So as I look to build my first dedicated media server, I’m curious about what OS options I have which will check all the boxes. I’m interested in Unraid, and if there’s a Linux distro that works especially well I’d be willing to check that out as well. I just want to make sure that whatever I pick, I can use qbittorrent, Proton, and get the Arr suite working
Easy, Linux. I prefer Arch based because of AUR.
I wouldn’t use Arch on a Server. Everything you install will probably be in a docker container anyway, so fast updates for system packages isn’t important compared to stability. Good choices would be Debian or Fedora Server. I personally use Fedora but the reason is just that I use Fedora on Desktop too, so I know they have really good defaults (They’re really fast in adopting new stuff like Wayland, Pipewire, BTRFS with encryption and so on) and it’s nice that Cockpit us preinstalled, so I can do a lot of stuff using a WebUI. Debian is probably more stable tho, with Fedora there is a chance that something could break (even though it’s still pretty small) but Devian really just works always. The downside is of course very outdated packages but, as I said, on a Server that doesn’t matter because Docker containers update independetly from the system.
I dunno what the best is, but if you choose nixos configure openvpn instead of trying to use the protonvpn package.
Just wanted to add that Wireguard is better than OpenVPN in every way and you should use that except when you want to use it for torrenting. I don’t know remember the reason but that’s the one time when you should be using OpenVPN. I think it had something to do with OpenVPN supporting TCP and Wireguard being UDP only or something like that.
interesting. proton has example openvpn configs on their site which was hugely helpful to me. dunno if they have wireguard equivalents, or if those are needed.
I’d be weird if they didn’t have Wireguard configs, Wireguard is basically the standard nowadays. It’s faster and safer (the code base is way smaller, so the chance of there being security vulnerabilities is a lot lower and can be fixed more easily).
Wireguard uses UDP which results in better latency and power usage (e.g. mobile). This does not mean Wireguard can’t tunnel TCP packets, just like OpenVPN also supports tunneling UDP.
I’m using Wireguard succesfully for torrenting.
As a note: while UDP is preferable for stability/power usage, UDP VPN traffic is often blocked by corporate firewalls (work, public free wifi, etc) and won’t connect at all.

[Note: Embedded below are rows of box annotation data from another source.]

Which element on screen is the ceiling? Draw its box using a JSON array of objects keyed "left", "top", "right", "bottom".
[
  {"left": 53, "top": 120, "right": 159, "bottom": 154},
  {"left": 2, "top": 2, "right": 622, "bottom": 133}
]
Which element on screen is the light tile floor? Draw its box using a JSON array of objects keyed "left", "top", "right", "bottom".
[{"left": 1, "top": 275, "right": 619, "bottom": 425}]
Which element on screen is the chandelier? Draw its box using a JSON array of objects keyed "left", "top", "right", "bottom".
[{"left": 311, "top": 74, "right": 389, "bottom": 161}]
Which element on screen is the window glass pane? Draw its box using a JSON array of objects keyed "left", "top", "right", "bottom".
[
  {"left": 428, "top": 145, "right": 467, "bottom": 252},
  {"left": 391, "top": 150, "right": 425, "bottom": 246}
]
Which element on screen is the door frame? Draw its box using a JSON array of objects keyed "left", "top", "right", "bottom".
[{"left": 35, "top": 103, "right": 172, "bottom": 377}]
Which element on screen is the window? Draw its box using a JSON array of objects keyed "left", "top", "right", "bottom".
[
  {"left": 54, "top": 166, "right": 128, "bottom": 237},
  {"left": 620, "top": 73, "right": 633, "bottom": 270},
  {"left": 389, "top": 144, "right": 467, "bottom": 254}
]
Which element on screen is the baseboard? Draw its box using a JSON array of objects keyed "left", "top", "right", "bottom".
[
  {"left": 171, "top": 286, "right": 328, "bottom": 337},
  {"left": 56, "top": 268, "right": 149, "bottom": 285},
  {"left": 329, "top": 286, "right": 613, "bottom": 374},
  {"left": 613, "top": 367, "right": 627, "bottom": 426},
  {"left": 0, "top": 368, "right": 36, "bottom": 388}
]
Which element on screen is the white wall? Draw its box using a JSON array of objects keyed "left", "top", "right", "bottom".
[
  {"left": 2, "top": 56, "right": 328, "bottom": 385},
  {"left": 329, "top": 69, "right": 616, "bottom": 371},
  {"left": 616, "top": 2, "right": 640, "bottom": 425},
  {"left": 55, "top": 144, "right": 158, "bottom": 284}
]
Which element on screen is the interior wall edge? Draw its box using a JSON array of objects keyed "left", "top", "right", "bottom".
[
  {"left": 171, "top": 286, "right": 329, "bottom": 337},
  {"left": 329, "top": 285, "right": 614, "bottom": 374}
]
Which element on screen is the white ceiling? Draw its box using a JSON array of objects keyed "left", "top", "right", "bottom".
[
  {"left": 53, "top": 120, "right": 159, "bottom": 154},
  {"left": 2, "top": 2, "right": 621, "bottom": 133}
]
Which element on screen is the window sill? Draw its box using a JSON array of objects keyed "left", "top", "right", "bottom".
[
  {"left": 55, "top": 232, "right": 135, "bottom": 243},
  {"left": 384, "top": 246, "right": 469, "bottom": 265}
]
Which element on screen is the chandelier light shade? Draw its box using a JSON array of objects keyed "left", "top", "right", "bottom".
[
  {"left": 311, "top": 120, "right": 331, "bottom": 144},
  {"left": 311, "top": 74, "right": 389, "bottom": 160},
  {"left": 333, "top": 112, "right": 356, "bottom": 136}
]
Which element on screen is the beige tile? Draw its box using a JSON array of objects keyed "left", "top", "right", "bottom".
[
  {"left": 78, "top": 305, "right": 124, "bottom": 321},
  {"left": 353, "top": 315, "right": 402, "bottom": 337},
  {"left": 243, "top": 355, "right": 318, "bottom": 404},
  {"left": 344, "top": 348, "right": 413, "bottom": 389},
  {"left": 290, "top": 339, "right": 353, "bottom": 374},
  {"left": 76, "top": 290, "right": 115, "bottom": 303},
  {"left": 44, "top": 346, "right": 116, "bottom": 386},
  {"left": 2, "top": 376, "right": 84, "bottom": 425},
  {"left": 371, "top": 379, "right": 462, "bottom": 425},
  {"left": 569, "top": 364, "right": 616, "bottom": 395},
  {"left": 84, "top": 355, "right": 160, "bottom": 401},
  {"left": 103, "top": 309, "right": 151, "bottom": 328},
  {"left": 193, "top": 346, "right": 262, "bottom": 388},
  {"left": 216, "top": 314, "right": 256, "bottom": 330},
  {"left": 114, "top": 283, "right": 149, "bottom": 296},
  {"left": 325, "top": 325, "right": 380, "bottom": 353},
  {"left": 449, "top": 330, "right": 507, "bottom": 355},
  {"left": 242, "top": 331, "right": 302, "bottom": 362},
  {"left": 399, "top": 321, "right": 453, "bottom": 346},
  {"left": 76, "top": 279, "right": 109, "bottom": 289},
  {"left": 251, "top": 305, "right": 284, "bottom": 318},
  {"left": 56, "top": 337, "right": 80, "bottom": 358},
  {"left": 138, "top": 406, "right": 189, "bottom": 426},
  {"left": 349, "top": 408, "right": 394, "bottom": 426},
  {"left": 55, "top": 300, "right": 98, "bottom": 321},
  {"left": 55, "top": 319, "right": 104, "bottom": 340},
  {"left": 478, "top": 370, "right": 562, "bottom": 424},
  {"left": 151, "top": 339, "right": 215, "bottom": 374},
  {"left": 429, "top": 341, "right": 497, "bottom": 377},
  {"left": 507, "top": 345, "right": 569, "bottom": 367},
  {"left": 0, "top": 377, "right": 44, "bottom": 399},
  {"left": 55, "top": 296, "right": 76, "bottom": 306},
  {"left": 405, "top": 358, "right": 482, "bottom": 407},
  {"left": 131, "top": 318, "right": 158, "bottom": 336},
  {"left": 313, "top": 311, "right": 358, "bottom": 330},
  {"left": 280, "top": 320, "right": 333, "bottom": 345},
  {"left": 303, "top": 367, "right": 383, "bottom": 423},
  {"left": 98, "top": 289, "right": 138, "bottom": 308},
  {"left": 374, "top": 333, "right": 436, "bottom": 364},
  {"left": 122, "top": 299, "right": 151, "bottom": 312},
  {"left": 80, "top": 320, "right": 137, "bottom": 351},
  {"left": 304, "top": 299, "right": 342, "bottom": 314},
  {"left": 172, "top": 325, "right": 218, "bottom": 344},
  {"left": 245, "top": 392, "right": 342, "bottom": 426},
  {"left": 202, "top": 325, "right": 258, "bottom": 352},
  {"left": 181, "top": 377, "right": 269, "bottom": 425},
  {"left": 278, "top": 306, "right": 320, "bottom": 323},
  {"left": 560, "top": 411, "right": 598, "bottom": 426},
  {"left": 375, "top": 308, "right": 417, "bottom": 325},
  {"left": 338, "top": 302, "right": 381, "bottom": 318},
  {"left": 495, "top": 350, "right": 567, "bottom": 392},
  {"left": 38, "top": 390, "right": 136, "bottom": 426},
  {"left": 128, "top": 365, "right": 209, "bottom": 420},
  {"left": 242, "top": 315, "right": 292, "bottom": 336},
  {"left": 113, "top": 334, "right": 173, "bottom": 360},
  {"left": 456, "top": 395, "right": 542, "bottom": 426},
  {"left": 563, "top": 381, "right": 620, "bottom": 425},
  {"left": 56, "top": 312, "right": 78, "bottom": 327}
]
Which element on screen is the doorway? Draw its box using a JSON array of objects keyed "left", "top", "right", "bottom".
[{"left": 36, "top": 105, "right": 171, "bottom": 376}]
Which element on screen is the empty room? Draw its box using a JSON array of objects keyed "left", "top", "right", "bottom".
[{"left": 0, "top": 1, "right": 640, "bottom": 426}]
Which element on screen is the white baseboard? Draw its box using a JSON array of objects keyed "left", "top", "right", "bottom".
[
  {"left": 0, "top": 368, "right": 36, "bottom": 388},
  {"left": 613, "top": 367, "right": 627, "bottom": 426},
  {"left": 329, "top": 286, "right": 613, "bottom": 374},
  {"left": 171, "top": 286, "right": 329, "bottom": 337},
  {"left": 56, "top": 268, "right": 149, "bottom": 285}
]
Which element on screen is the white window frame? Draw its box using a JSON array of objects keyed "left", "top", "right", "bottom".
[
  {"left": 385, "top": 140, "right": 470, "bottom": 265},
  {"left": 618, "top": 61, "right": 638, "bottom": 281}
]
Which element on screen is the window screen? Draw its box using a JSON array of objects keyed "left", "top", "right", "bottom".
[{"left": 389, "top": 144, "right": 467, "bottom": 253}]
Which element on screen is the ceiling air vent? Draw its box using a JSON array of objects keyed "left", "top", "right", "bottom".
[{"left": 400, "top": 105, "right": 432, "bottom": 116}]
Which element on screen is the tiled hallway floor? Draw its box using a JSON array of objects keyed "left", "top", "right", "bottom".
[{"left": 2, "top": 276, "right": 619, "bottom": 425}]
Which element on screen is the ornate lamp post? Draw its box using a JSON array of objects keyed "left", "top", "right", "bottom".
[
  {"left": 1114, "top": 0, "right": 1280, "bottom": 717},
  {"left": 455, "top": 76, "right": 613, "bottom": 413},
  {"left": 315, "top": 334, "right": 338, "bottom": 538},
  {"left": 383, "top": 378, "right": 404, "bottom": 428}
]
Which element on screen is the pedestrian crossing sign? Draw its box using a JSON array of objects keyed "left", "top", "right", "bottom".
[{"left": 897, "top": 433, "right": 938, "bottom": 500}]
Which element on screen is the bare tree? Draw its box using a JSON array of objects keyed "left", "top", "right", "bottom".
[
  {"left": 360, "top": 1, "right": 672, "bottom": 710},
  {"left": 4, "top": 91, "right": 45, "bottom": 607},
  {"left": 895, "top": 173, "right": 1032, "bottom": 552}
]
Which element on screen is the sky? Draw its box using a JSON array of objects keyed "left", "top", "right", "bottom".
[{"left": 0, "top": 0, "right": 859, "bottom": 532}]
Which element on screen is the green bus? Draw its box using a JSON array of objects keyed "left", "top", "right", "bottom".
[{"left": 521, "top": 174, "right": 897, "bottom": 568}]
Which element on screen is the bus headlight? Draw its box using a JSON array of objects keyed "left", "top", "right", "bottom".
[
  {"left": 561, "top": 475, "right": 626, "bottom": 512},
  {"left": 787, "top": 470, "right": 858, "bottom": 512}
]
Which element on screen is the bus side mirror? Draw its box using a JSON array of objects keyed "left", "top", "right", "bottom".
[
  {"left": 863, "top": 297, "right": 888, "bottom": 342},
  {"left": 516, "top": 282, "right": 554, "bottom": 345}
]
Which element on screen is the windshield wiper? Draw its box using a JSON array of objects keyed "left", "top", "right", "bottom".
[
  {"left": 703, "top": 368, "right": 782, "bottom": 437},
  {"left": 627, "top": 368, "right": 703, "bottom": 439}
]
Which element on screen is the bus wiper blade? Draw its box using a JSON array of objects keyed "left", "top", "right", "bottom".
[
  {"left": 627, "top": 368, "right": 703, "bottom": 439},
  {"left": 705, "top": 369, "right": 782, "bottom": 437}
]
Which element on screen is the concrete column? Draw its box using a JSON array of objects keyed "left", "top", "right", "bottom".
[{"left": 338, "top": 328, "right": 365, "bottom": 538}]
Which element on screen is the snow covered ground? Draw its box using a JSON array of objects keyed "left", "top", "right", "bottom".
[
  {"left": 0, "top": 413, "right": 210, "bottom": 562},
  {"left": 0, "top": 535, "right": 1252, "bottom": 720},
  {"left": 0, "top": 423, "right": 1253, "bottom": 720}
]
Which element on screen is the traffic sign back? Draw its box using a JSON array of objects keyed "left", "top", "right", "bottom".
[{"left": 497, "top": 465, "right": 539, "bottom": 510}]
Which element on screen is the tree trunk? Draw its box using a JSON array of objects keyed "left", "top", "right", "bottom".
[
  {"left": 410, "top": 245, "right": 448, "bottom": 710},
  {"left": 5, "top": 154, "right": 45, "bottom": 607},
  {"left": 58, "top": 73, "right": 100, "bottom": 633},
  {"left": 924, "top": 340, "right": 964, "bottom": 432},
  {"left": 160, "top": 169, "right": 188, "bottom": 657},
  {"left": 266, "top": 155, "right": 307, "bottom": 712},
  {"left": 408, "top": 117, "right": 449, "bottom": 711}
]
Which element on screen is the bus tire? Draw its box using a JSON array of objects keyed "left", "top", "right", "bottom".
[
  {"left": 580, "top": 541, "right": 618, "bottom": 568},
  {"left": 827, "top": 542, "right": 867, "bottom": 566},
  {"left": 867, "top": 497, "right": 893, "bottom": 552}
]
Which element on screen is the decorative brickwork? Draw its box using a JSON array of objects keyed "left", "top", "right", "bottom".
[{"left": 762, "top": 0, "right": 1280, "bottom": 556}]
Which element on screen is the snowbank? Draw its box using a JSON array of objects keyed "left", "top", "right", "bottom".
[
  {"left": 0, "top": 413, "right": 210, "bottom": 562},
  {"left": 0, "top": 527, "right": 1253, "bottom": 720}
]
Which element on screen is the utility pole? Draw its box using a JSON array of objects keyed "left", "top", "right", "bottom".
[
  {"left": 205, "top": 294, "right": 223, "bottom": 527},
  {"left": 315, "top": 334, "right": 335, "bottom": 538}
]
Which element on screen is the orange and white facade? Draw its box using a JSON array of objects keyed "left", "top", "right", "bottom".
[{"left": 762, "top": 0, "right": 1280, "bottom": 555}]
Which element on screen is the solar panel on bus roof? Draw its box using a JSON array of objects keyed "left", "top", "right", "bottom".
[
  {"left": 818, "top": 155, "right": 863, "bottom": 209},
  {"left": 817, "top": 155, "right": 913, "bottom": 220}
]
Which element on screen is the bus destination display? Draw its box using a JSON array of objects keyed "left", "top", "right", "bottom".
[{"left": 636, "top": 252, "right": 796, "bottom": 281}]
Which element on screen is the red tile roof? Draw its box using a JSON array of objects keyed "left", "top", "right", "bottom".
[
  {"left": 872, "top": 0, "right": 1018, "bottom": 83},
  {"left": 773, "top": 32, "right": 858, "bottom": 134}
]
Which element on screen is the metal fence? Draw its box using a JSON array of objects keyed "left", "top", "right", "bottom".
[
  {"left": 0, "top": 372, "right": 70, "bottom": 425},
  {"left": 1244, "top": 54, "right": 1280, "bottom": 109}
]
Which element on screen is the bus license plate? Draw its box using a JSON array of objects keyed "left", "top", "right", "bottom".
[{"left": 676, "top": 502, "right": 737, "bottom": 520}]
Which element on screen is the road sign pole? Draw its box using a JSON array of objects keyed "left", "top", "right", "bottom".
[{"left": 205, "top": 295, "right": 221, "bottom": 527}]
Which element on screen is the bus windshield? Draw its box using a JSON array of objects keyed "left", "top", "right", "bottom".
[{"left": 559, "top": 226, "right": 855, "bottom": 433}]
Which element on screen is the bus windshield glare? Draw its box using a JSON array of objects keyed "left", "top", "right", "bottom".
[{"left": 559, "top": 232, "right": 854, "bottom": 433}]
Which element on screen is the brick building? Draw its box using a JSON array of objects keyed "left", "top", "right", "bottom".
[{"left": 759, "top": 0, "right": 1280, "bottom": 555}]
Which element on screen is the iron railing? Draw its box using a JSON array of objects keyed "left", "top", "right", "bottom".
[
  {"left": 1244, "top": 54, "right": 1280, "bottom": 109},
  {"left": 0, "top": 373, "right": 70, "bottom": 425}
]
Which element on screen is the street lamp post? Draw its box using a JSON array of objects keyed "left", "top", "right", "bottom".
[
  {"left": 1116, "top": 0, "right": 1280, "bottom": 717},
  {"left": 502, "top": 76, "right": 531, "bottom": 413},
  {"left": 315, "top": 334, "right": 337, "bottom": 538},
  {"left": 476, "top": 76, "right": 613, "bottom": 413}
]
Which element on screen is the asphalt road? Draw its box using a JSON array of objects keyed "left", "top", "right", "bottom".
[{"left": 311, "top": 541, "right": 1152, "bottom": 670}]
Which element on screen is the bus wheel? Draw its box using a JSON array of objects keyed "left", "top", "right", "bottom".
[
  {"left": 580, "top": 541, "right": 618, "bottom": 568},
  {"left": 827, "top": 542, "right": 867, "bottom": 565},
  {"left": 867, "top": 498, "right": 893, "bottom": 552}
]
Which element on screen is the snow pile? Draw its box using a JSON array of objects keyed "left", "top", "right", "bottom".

I run OpenVPN using TCP on a standard port like 80/443/22/etc to get through this, disguised as any other TLS connection.
I’m sure there are better options, but I’m running proxmox as my host and a windows server VM for my suite.
@DonnieDarkmode any linux distro you want with docker on it.
Debian with docker compose or podman.
That’s what I’m running. I’m sure you could squeeze more performance out of a specialized OS, but headless Debian is fast and easy enough.
Are there any resources available for how to do this? I feel like I more or less understand how Docker works conceptually, but every time I try to actually use it, I feel in over my head very quickly
Search for dockstarter and trash guides. It will give you the foundations of what you need
look for docker-compose + whatyouwant specifically, it’s way more straightforward. once you have one set up, it get easier adding on different software.